La battaglia dell’Italia contro la shrinkflation inciampa su un ostacolo europeo. La Commissione Ue ha infatti acceso i riflettori su Roma, aprendo una procedura d’infrazione con l’accusa di aver violato le regole sulla libera circolazione delle merci. Nel mirino c’è la legge voluta dal governo Meloni, che obbliga i produttori a indicare sulle confezioni quando il contenuto si riduce senza che il packaging cambi, un trucco per camuffare i rincari. Introdotta con la legge sulla concorrenza di fine 2024 e fortemente sostenuta dal ministro Adolfo Urso come scudo per i consumatori, la norma non ha però passato l’esame di Bruxelles.

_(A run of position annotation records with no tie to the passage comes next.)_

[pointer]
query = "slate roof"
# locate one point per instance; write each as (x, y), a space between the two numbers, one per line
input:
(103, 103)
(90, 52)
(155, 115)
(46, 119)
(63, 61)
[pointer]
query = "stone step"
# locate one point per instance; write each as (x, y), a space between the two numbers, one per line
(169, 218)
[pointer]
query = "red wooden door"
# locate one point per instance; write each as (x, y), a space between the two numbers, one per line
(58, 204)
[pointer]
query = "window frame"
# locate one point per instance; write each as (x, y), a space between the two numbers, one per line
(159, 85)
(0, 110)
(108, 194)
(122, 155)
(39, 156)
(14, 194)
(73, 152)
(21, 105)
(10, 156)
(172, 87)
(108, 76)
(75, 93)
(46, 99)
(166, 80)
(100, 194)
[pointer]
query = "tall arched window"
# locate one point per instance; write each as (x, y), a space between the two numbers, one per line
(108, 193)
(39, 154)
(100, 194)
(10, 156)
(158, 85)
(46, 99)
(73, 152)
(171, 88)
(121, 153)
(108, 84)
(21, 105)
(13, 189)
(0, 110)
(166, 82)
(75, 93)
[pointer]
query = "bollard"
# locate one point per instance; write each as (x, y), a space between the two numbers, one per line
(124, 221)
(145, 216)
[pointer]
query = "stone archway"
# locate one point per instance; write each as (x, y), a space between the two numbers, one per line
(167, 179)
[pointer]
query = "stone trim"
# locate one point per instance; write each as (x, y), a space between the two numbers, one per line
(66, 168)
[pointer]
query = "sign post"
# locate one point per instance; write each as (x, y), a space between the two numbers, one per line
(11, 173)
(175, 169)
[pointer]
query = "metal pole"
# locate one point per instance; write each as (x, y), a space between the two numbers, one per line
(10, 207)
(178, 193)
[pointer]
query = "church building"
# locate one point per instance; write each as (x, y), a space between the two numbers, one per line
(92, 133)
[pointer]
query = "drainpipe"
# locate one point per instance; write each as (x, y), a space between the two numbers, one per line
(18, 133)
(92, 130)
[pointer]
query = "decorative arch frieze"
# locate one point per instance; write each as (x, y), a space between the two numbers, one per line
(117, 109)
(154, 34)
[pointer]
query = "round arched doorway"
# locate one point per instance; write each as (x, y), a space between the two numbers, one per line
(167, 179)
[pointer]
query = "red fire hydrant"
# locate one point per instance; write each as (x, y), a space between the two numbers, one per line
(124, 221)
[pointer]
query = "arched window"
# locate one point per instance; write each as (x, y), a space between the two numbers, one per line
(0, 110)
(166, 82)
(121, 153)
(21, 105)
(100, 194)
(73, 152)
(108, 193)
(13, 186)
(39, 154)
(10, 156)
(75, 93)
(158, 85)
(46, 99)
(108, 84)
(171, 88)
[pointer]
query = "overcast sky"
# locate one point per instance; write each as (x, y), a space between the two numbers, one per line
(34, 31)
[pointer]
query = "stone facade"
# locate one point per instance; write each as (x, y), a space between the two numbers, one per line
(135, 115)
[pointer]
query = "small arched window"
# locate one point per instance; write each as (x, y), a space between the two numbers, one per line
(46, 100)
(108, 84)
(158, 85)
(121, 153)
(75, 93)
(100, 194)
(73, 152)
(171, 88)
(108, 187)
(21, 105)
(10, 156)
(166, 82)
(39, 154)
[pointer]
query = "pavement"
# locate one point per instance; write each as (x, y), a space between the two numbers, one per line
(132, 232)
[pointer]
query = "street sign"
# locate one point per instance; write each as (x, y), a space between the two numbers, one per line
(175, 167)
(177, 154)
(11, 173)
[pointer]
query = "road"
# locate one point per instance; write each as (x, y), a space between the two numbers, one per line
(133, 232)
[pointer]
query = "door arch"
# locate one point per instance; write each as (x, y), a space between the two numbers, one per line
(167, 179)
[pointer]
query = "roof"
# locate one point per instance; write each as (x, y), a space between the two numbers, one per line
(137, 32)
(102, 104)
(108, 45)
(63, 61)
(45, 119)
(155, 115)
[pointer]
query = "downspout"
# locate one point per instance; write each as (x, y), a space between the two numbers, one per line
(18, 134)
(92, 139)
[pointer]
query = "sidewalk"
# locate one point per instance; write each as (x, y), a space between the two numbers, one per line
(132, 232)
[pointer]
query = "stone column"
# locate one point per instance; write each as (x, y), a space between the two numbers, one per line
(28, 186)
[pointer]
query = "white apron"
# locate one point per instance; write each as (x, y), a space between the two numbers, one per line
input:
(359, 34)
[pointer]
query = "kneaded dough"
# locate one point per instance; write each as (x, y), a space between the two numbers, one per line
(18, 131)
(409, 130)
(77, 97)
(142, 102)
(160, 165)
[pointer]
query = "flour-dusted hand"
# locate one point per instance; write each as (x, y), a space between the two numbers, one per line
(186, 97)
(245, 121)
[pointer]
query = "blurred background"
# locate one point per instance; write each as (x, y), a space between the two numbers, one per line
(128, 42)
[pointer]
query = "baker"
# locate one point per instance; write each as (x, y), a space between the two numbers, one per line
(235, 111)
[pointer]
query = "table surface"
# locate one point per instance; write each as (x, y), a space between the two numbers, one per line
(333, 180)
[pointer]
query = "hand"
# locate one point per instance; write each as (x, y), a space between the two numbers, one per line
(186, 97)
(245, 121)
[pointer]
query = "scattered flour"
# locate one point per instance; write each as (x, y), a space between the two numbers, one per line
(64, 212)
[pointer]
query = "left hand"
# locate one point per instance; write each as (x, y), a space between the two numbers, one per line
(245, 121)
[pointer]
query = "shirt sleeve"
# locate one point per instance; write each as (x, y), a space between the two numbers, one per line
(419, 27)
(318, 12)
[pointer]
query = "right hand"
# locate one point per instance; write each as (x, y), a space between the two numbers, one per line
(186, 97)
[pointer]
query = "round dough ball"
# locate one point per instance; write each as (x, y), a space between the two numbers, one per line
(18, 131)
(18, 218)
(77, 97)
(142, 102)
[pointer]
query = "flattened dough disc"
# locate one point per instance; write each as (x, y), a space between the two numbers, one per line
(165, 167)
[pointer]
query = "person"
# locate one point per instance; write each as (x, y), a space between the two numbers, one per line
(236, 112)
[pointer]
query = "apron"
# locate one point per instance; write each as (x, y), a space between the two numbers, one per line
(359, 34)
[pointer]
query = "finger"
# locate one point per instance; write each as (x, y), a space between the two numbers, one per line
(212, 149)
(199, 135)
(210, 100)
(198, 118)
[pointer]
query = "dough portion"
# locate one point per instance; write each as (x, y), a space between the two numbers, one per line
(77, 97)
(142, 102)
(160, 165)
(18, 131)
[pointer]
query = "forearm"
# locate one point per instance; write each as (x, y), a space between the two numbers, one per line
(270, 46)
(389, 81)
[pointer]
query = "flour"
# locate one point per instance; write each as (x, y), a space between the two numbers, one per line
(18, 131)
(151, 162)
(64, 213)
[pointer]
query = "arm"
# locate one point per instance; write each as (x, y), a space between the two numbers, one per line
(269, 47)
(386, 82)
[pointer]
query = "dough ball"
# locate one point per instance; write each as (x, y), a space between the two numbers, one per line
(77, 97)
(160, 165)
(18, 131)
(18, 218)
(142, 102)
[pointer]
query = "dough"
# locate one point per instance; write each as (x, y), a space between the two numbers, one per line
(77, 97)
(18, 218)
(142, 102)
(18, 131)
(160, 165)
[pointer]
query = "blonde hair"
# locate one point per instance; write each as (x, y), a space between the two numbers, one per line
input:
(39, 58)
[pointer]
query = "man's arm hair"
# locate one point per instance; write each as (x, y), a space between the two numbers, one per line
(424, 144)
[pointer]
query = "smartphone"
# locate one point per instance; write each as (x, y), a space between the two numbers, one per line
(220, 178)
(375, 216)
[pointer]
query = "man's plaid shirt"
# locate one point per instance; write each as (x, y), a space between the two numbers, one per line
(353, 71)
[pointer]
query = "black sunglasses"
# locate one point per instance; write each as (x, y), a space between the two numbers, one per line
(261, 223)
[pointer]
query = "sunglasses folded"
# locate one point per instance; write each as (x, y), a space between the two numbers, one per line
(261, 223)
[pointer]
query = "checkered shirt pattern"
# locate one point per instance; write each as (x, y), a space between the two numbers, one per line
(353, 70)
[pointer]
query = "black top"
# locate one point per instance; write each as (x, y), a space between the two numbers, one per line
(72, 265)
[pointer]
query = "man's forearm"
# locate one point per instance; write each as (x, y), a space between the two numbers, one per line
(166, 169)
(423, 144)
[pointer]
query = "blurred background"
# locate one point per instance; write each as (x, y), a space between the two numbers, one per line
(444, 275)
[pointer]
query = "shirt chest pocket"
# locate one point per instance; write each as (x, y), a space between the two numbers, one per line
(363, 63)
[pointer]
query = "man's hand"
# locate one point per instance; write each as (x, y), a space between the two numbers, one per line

Tutto nasce da un passo falso: l’Italia non ha rispettato le procedure Ue, saltando il periodo di standstill di tre mesi necessario per consentire alla Commissione di valutare l’impatto sul mercato unico. Un errore già segnalato a gennaio da Vitalba Azzolini su Pagella Politica. Così, è arrivata la lettera di messa in mora, primo atto di una procedura che mette in discussione la proporzionalità della misura italiana. Secondo Bruxelles, ci sarebbero modi meno invasivi per tutelare i consumatori, come cartelli informativi vicino ai prodotti, senza intralciare il libero scambio.
Nonostante il rinvio dell’entrata in vigore a ottobre 2025, deciso per adeguarsi alle richieste Ue, la Commissione non ha mollato la presa. L’Italia, però, non ci sta a fare marcia indietro. Massimiliano Dona, numero uno dell’Unione Nazionale Consumatori, incoraggia il governo a tenere il punto: “Non cediamo alle pressioni. Serve una regola comune per tutti i Paesi, un passo avanti per i diritti dei consumatori”.
Ora Roma ha due mesi per rispondere e convincere Bruxelles. Se fallisce, si passerà alla fase successiva: il parere motivato, un altro gradino verso un possibile scontro aperto con l’Europa. La lotta alla shrinkflation si fa sempre più incandescente!